Maybe Ed had left already, an
d they’d crossed paths on the road to Wynott. She’d head home, and later they’d laugh about the way she’d poked her head into all those rooms, probably scared those old folks to death.
But that notion couldn’t conquer the worries that made her drive too fast down the spiraling concrete parking structure. And it fled her thoughts entirely when she got back and found the hardware store still closed.
Pulling out her key, she decided she’d have to open the store and wait for news. Much as she wanted to see Ed, there’d be bills to pay, so that would help him more than anything.
She began the routine she’d done a hundred times before—turning on the lights, counting out the cash, touching up the window display, and tidying up the store. She was getting started a lot later than usual, but the old routine was still a comfort.

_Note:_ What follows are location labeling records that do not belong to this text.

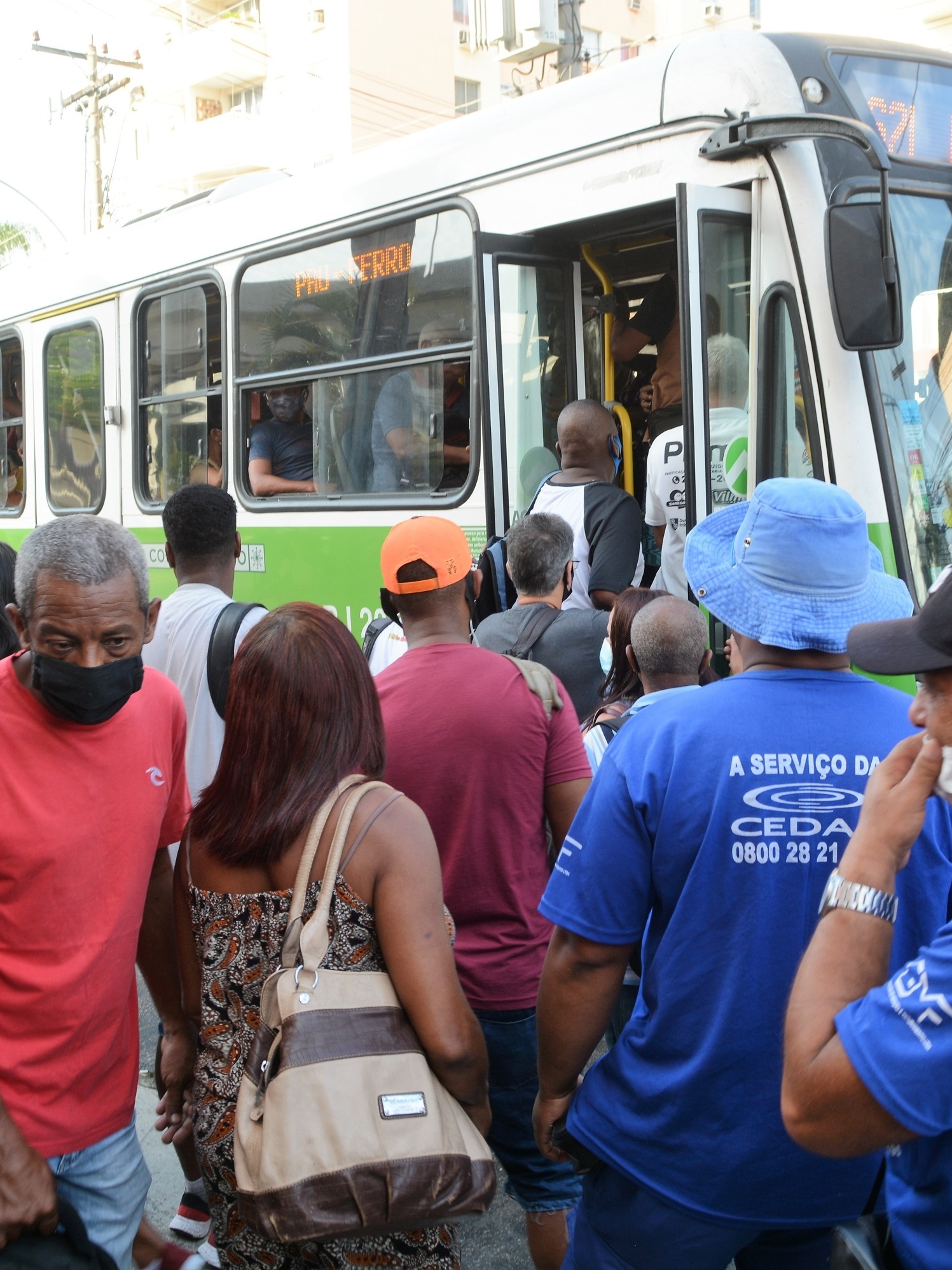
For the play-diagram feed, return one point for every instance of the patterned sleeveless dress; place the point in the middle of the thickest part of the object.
(239, 940)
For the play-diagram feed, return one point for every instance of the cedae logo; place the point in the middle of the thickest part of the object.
(803, 798)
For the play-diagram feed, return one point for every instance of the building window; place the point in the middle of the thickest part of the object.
(11, 440)
(72, 372)
(179, 386)
(248, 101)
(467, 97)
(207, 108)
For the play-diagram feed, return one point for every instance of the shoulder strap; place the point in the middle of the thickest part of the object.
(221, 650)
(540, 681)
(495, 554)
(314, 938)
(289, 949)
(534, 631)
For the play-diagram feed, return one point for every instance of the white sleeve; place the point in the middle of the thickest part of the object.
(655, 501)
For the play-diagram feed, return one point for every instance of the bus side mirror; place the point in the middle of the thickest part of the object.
(864, 285)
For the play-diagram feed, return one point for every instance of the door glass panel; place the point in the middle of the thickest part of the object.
(535, 365)
(72, 367)
(787, 438)
(725, 256)
(392, 432)
(11, 466)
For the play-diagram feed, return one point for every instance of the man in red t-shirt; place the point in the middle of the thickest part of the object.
(92, 793)
(476, 750)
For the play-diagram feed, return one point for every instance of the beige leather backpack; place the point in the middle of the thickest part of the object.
(341, 1129)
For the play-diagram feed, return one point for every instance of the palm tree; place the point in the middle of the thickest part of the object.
(15, 239)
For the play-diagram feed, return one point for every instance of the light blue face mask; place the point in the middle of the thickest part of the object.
(605, 657)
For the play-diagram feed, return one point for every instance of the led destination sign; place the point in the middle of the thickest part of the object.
(908, 103)
(383, 262)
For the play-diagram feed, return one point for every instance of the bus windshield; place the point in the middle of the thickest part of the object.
(916, 381)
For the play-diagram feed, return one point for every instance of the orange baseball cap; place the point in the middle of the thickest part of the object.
(439, 544)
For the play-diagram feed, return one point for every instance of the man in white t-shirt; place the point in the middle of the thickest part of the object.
(728, 370)
(202, 547)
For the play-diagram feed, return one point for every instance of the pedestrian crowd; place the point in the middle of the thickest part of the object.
(677, 948)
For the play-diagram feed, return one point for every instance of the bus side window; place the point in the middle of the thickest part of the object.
(72, 371)
(725, 253)
(785, 399)
(179, 391)
(11, 427)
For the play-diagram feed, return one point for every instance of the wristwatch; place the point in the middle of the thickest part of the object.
(859, 898)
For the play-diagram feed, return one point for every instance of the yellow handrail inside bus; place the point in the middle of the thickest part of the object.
(609, 372)
(628, 452)
(607, 321)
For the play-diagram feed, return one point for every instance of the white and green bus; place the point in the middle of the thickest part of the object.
(799, 188)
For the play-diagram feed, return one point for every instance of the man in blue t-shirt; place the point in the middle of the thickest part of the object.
(281, 454)
(869, 1048)
(707, 837)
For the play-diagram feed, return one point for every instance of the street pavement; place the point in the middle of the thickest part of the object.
(492, 1243)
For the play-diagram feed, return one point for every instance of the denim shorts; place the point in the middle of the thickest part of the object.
(536, 1184)
(623, 1226)
(107, 1184)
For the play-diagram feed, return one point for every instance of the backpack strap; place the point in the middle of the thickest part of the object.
(495, 554)
(534, 631)
(540, 681)
(221, 650)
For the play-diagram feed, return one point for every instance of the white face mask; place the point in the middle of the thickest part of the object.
(605, 657)
(944, 784)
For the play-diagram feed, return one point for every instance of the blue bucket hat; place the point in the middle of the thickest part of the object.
(792, 568)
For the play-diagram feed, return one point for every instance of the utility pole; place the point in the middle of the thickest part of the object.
(569, 64)
(89, 101)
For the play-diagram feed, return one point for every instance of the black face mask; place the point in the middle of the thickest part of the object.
(85, 694)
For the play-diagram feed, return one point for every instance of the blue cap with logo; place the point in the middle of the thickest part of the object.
(794, 567)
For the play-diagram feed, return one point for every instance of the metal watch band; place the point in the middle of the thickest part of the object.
(859, 898)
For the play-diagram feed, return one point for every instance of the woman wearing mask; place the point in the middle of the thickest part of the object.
(303, 714)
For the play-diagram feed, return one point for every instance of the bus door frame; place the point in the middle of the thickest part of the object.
(104, 316)
(493, 251)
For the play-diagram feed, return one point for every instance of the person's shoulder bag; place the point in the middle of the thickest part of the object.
(221, 650)
(341, 1128)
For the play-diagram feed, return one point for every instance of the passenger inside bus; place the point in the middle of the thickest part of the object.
(655, 321)
(281, 456)
(404, 418)
(207, 471)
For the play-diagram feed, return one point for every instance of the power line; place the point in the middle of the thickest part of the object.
(89, 101)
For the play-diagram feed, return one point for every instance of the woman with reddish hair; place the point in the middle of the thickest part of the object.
(303, 714)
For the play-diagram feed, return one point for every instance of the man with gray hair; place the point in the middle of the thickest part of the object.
(668, 652)
(92, 797)
(568, 640)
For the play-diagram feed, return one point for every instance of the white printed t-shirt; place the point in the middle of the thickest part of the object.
(665, 493)
(179, 649)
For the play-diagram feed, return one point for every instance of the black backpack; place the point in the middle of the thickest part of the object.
(70, 1249)
(221, 650)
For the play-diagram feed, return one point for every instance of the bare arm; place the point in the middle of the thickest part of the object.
(159, 965)
(628, 342)
(408, 904)
(825, 1105)
(265, 483)
(581, 984)
(563, 802)
(27, 1187)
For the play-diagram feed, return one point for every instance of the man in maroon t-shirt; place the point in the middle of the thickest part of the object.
(476, 750)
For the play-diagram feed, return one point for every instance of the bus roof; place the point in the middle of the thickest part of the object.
(694, 80)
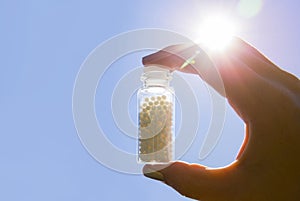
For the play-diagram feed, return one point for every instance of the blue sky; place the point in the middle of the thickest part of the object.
(43, 44)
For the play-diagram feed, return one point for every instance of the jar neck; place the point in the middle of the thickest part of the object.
(156, 83)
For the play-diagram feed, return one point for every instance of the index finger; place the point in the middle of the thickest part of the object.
(227, 72)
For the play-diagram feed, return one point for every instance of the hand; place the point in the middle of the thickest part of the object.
(268, 100)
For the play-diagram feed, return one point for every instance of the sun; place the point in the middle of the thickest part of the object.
(215, 32)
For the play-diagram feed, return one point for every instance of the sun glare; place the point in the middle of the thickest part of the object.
(216, 32)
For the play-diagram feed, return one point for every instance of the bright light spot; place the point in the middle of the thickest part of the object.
(249, 8)
(216, 32)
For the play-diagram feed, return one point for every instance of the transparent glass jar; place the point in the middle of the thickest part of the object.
(156, 116)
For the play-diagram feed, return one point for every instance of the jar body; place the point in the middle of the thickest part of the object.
(156, 117)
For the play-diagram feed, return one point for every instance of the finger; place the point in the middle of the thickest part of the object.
(173, 57)
(195, 181)
(223, 73)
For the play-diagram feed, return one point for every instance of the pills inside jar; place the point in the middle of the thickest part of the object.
(155, 129)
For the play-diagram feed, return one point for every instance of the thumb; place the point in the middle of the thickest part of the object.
(195, 181)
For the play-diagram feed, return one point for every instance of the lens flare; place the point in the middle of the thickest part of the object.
(216, 32)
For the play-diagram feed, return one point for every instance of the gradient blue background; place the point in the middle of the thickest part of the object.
(42, 46)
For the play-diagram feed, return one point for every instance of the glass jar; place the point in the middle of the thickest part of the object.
(156, 116)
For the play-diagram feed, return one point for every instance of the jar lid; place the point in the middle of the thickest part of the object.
(155, 69)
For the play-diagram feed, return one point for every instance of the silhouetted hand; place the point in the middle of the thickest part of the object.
(268, 100)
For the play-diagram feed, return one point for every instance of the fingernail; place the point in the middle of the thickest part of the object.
(148, 59)
(155, 175)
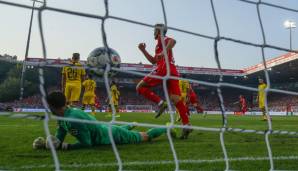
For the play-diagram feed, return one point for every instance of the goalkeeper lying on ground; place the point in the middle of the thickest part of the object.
(88, 135)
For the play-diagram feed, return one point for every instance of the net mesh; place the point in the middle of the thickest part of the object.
(221, 82)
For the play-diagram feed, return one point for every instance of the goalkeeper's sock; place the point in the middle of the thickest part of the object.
(155, 132)
(147, 93)
(183, 112)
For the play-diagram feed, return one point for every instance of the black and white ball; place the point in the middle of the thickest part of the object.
(100, 57)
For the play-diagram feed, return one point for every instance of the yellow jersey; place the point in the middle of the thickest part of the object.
(114, 92)
(73, 74)
(184, 86)
(261, 93)
(89, 86)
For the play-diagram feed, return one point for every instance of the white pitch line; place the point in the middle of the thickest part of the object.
(164, 162)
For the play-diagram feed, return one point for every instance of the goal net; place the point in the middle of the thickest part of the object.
(217, 85)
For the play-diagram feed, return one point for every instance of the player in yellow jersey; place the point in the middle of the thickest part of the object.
(189, 96)
(184, 86)
(261, 97)
(115, 93)
(89, 87)
(72, 77)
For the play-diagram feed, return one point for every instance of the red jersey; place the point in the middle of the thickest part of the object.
(242, 101)
(161, 63)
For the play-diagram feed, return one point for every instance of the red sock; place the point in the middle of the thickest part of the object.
(147, 93)
(183, 112)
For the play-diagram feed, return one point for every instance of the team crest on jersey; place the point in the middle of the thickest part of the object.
(74, 132)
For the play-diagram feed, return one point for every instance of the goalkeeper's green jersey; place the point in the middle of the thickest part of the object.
(89, 135)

She took down the Closed sign, unlocked the doors, and shoveled the sidewalk and the three parking spaces out front. Back inside, she strolled the aisles with a pad and pencil, doing a quick inventory, and confirmed Trevor was useless. It wasn’t that hard to pull gloves and hammers and chain-saw oil from the back room and restock the shelves.

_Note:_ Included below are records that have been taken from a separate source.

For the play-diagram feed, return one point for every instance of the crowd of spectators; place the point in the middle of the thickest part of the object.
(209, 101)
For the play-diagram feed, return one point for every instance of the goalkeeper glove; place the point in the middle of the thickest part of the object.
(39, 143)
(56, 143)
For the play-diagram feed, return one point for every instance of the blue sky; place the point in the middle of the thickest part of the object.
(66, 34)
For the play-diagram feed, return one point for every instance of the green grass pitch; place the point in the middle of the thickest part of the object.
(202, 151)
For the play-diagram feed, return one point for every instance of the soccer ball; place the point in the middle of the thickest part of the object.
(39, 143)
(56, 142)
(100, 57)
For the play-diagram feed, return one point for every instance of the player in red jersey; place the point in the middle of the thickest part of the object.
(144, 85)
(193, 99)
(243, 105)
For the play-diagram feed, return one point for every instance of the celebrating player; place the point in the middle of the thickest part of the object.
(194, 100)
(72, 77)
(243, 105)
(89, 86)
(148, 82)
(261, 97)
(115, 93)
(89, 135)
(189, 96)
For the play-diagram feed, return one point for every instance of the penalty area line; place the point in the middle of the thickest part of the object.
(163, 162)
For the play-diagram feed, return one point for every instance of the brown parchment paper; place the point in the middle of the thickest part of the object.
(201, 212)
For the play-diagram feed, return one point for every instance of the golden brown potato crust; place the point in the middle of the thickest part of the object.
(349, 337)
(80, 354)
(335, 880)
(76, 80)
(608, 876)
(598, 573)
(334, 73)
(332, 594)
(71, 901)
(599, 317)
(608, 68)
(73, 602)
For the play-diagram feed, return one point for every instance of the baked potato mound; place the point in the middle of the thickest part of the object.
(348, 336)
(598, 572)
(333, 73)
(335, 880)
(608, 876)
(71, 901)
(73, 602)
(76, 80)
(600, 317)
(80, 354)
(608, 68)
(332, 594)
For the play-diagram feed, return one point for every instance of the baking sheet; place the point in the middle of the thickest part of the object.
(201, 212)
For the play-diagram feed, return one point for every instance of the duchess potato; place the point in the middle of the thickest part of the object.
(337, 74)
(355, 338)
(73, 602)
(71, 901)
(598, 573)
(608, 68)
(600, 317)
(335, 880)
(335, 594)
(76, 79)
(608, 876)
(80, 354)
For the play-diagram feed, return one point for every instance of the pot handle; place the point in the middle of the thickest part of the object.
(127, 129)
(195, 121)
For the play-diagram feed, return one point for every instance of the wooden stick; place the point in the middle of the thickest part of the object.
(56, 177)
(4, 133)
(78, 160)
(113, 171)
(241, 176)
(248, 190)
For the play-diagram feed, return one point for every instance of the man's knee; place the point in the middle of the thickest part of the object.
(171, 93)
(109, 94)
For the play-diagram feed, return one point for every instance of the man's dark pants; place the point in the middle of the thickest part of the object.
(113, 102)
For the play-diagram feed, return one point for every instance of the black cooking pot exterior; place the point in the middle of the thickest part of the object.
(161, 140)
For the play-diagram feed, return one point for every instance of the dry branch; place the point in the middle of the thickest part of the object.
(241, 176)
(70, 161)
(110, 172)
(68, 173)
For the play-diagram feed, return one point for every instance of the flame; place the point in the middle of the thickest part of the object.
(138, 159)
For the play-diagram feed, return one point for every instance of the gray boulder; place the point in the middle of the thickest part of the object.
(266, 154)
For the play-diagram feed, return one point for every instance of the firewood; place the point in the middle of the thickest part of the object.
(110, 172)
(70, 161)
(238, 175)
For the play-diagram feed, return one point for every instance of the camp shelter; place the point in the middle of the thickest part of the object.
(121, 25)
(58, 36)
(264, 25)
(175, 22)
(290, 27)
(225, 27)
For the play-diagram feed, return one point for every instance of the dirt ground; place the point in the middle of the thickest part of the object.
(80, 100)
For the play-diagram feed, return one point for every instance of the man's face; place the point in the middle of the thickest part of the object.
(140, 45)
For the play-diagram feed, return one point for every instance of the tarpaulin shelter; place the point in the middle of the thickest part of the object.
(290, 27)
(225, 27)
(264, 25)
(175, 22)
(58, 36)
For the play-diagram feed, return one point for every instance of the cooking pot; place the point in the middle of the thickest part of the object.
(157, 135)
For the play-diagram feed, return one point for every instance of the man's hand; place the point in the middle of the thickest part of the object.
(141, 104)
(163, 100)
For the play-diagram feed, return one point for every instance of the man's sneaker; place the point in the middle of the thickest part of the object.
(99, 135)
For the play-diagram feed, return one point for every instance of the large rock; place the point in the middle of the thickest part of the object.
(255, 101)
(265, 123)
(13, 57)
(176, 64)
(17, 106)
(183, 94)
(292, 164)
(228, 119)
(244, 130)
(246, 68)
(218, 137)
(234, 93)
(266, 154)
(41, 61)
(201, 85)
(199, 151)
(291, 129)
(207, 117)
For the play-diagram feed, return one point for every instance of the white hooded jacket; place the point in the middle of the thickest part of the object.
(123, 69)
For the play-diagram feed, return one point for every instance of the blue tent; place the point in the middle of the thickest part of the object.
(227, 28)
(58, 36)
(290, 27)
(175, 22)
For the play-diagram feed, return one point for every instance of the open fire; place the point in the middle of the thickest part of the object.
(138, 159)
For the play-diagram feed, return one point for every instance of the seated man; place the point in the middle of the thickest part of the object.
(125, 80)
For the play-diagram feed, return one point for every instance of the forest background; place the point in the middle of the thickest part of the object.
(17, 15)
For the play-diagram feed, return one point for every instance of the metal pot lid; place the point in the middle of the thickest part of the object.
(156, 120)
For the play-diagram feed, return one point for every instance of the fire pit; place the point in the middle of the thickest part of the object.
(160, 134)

When the bell over the door rang to announce a customer, she hustled to the front, wondering who it was. Maybe Devon Walters had finished painting her ceilings and was ready to move on to the walls. Maybe Sierra over at Phoenix House had another craft idea for the kids. Or maybe that rancher from out beyond the Baileys needed more supplies for running electricity to his barn. She was worried about that guy. He was getting on in years, and it wasn’t an easy job. She should probably stop out there and…
“You.”
Riley stopped fast, noticing grit beneath her shoes. Trevor hadn’t kept up with the sweeping, either, and now here were his grandmothers, calling her names again.